As you build more advanced solutions, you may find the need to do collaborative processing that goes across multiple systems. Since failures are normal in these environments, some activities may fail while others succeed, which will yield inconsistent outcomes. There are mechanisms to handle these situations such as coordinated 2-phase commit (distributed transactions), but in the world of higher scale and cloud computing, these options are no longer suitable.
The Saga interaction pattern was designed to handle these failures. A Saga is a distribution of long-living transactions where steps may interleave, each with associated compensating transactions providing a compensation path across databases in the occurrence of a fault that may or may not compensate the entire chain back to the originator.
In the paper written by Hector Garcia-Molina in 1987 where the Saga pattern is introduced, Hector presented two possible implementations. Implemented directly in the DBMS (database management system) along side the transaction coordinator the Saga log and the database transaction log could be merged together. Another implementation could be on top of an existing DBMS using save points.
The original paper intended use within or on top of a database. A Saga is useful in other contexts as well, but this doesn’t change the fact that a Saga is about compensation across systems.
A Saga is a set of rules for routing a job to multiple collaborating parties, and allowing these parties to backtrack and/or take corrective action in the case of failure.
There are frameworks and examples out there using the name Saga that don’t exhibit the properties defined by Hector Garcia-Molina and resemble a state machine or workflow instead of a Saga. A Saga may be built on top of a workflow and a workflow is built on top of a state machine but state machines or workflows are not Sagas.
The machine is in only one state at a time; the state it is in at any given time is called the current state. It can change from one state to another when initiated by a triggering event or condition, this is called a transition.
A state machine has a set of defined states. Each state has a set of defined operations available.
An example is a car alarm. When the car alarm is engaged, the possible operations are to disengage the alarm or trip the alarm.
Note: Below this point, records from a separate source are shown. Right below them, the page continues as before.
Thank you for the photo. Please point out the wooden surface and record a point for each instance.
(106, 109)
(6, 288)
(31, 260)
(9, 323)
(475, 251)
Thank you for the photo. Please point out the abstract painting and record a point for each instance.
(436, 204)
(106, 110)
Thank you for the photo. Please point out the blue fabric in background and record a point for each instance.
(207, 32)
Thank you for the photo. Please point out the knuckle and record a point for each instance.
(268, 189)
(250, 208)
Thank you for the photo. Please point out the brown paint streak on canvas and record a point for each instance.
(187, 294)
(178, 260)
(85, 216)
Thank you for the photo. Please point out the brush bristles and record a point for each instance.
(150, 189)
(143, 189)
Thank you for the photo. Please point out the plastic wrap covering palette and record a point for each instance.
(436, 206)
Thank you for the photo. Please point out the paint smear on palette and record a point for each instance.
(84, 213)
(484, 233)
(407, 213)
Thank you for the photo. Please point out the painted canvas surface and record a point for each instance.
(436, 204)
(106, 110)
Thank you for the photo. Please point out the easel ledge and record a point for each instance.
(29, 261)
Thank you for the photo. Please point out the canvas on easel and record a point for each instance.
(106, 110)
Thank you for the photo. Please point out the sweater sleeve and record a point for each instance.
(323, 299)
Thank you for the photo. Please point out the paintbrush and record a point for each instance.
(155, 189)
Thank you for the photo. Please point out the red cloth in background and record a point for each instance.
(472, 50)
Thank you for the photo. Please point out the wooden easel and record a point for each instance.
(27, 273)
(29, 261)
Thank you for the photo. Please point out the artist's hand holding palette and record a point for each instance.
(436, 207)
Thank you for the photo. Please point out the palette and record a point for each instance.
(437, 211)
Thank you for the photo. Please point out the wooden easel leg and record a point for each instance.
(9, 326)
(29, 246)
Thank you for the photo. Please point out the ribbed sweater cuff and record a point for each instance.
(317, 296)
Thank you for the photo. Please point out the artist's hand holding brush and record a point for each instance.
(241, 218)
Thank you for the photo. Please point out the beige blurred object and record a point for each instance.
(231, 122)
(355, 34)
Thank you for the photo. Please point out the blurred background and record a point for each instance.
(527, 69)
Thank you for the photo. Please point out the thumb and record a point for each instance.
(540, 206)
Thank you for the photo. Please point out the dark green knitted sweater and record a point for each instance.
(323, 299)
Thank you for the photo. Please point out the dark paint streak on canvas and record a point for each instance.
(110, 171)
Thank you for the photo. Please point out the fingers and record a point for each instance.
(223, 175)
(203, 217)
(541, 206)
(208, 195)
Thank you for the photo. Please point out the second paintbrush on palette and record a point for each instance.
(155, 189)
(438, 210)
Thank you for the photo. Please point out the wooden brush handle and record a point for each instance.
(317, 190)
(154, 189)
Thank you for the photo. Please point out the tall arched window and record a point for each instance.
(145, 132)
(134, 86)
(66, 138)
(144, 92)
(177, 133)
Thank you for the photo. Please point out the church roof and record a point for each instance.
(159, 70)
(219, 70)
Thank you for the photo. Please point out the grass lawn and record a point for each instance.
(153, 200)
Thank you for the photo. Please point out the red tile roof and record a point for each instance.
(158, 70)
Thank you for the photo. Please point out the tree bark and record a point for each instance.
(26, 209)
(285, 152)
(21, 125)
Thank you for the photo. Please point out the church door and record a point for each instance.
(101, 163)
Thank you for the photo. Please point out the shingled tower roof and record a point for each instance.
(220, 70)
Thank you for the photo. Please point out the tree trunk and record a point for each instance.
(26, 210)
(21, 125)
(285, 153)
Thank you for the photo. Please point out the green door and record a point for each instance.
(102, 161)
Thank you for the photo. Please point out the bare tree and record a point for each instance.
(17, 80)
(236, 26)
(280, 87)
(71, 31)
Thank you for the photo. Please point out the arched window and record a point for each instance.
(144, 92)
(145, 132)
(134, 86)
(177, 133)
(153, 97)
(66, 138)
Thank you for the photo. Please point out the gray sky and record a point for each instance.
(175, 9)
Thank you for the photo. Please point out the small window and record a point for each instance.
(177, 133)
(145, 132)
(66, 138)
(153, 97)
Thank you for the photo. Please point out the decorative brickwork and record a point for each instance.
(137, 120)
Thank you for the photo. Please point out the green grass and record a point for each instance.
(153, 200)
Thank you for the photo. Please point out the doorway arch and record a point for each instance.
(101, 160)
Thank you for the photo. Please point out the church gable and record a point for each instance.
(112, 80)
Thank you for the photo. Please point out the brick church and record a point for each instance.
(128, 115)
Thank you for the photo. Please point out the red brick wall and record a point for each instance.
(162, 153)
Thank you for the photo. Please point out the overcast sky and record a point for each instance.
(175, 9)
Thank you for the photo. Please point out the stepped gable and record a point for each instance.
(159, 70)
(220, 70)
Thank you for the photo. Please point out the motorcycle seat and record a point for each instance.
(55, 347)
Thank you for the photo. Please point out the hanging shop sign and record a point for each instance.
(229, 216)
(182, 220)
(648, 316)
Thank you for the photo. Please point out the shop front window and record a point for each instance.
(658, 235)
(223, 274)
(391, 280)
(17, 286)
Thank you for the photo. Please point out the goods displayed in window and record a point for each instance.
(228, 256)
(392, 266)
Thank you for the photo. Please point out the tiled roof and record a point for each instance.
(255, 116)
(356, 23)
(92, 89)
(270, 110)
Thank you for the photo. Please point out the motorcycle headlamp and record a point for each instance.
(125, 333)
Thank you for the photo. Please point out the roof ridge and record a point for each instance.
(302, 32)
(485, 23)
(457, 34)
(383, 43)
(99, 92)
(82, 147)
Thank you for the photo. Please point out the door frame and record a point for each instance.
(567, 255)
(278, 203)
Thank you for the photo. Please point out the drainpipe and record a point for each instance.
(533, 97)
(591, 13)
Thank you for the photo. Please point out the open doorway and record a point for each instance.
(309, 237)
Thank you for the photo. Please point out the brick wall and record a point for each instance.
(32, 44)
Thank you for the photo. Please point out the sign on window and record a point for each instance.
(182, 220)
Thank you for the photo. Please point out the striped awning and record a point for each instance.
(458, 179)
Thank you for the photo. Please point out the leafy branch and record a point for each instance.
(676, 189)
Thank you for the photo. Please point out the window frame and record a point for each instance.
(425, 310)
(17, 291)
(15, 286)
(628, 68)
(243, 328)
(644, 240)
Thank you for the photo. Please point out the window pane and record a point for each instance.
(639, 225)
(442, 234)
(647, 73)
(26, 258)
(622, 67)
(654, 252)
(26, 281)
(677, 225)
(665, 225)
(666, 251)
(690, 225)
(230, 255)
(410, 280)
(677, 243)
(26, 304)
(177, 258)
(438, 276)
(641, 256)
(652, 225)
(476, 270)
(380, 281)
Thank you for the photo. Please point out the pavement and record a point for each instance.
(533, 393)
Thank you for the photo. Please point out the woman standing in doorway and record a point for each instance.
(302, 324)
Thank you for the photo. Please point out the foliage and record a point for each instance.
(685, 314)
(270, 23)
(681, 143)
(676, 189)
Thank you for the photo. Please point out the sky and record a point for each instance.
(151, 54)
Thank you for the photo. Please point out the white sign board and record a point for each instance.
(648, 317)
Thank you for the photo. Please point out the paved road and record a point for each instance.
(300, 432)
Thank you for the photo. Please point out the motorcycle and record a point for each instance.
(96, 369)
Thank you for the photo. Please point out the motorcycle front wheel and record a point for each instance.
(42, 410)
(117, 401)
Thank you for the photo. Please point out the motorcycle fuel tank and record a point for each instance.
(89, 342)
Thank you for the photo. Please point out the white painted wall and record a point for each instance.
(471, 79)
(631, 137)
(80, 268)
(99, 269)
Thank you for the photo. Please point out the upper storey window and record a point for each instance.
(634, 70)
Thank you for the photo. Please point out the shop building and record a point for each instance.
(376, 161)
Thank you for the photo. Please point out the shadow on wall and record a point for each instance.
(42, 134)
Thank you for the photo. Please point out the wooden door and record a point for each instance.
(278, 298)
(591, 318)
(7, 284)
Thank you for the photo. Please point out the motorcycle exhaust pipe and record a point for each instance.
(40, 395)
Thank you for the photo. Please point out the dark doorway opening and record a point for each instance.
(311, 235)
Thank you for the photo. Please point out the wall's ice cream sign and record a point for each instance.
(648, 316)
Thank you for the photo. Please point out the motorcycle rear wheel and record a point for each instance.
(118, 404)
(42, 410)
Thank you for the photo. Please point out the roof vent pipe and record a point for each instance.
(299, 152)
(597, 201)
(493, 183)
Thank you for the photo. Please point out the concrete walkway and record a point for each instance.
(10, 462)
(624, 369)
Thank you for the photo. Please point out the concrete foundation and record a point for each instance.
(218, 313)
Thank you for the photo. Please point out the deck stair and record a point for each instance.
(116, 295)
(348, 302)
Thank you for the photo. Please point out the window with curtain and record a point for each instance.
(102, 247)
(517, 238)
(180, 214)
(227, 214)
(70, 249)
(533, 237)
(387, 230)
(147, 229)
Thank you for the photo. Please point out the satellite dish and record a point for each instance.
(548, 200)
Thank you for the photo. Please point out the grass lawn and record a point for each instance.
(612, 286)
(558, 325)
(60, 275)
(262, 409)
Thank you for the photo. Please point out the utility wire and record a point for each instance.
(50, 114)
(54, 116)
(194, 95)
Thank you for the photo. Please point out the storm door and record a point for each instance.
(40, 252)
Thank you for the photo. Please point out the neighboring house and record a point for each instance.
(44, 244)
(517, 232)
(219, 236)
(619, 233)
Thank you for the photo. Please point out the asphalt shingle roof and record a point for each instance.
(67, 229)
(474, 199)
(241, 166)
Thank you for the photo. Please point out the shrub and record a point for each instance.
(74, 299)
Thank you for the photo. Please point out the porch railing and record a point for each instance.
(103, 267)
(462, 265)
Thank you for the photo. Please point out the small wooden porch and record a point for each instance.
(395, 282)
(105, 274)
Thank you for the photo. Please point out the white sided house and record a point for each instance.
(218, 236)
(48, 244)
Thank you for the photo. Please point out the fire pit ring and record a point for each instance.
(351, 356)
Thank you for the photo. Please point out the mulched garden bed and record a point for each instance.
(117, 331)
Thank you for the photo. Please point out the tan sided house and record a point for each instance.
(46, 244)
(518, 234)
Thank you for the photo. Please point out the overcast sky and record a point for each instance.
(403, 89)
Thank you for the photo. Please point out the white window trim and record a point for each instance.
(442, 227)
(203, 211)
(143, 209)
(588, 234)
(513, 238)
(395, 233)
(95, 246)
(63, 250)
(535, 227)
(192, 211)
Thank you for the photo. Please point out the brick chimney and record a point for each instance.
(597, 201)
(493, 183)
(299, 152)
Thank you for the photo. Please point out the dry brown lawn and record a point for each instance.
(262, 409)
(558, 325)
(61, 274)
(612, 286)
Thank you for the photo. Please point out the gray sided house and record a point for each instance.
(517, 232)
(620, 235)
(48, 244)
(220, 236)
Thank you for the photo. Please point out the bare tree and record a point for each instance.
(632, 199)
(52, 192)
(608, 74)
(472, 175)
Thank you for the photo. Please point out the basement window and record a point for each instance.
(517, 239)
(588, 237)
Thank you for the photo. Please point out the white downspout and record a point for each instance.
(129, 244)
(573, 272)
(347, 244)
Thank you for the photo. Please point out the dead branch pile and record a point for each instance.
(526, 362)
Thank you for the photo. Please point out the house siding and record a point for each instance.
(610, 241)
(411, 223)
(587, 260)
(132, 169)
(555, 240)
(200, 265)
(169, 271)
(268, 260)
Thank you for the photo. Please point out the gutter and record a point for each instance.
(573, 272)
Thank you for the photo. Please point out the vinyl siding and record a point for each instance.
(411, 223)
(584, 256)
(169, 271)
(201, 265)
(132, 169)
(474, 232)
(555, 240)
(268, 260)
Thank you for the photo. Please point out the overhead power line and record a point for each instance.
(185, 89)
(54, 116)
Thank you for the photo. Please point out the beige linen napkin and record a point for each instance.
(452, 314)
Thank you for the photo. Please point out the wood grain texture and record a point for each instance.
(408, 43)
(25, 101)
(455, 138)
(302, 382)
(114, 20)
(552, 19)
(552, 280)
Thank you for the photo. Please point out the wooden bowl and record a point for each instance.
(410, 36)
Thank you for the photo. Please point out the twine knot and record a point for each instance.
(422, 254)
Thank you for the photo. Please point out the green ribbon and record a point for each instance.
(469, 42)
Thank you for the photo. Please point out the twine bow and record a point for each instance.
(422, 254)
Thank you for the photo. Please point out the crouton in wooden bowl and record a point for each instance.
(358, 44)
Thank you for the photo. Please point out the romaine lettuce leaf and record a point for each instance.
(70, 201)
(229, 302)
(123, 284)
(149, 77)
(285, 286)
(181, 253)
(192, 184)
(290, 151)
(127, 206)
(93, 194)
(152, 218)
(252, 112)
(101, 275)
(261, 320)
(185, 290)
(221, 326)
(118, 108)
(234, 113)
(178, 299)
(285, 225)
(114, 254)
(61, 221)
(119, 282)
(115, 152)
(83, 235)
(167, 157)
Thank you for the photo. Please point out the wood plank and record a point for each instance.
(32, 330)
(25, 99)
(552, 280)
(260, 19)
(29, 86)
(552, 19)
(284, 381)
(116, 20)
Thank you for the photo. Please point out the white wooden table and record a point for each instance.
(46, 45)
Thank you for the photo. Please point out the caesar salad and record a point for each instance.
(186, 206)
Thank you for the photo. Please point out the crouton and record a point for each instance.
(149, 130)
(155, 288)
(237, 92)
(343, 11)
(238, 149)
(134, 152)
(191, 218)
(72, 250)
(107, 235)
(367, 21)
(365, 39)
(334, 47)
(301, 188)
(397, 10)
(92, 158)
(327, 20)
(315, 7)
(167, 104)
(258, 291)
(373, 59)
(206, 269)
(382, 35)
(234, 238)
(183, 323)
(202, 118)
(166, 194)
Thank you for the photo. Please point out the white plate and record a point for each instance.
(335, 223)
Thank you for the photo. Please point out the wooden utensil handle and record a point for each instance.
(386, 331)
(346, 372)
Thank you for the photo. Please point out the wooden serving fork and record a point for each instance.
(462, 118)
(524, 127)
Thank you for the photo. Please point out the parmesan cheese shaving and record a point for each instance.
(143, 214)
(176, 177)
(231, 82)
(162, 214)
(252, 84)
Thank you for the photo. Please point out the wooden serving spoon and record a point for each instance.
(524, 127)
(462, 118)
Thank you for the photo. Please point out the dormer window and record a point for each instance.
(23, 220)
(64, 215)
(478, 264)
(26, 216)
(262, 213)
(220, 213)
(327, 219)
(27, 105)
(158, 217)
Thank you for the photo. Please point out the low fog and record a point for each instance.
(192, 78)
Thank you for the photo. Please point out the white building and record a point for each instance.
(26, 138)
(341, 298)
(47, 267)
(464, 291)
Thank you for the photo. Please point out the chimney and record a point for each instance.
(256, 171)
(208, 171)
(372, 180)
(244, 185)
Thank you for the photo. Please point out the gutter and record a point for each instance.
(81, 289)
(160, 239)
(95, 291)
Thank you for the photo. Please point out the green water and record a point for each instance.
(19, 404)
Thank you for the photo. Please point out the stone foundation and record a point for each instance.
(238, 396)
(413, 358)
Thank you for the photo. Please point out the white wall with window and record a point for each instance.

Kevin Junghans describes a workflow as
A workflow represents a sequence of activities. The transition between each activity, or step, occurs when a previous activity is completed. Workflows can have decisions on transitions that can cause branching to other activities. Workflows are commonly used to depict business processes.
Kevin continues to state
The main difference between our state machine and activity diagram (i.e. workflow) is that the focus is on actions instead of states and the transitions occur when an action is completed, instead of when an event occurs.
In Service-oriented architectures an application can be represented through an executable workflow, where different, possibly geographically distributed, service components interact to provide the corresponding functionality, under the control of a Workflow Management System.
A workflow can be built on top of a state machine and is similar to a program in that it has a defined set of steps that can alter the control flow based on the results of each step execution.
An example is creating an IT ticket because your computer won’t boot. The user submits a ticket into the system, the system emails the IT staff, the IT staff fixes your computer and the ticket is closed.
The Process Manager Pattern
The Process Manager pattern from the Enterprise Integration Patterns book by Gregor Hohpe is a workflow pattern and more closely resembles the implementations we are seeing in the community that are incorrectly being labelled Sagas.
A Saga is a distribution of multiple workflows across multiple systems, each providing a path (fork) of compensating actions in the event that any of the steps in the workflow fails.
Figure 1. Saga compensating due to a failed transaction (T4).
From 1992 in the publication ACTA: The SAGA Continues, Panos K. Chrysanthis and Krithi Ramamritham describe the characteristics of a Saga as
Sagas have been proposed as a transaction model for long lived activities. A saga is a set of relatively independent (component) transactions T1, T2…Tn which can interleave in any way with component transactions of other sagas. Component transactions within a saga execute in a predefined order which, in the simplest case, is either sequential or parallel (no order).
Each component transaction T1 (0 ≤ i < n) is associated with a compensating transaction CT1. A compensating transaction CT1 undoes, from a semantic point of view, any effects of T1, but does not necessarily restore the database to the state that existed when T1 began executing.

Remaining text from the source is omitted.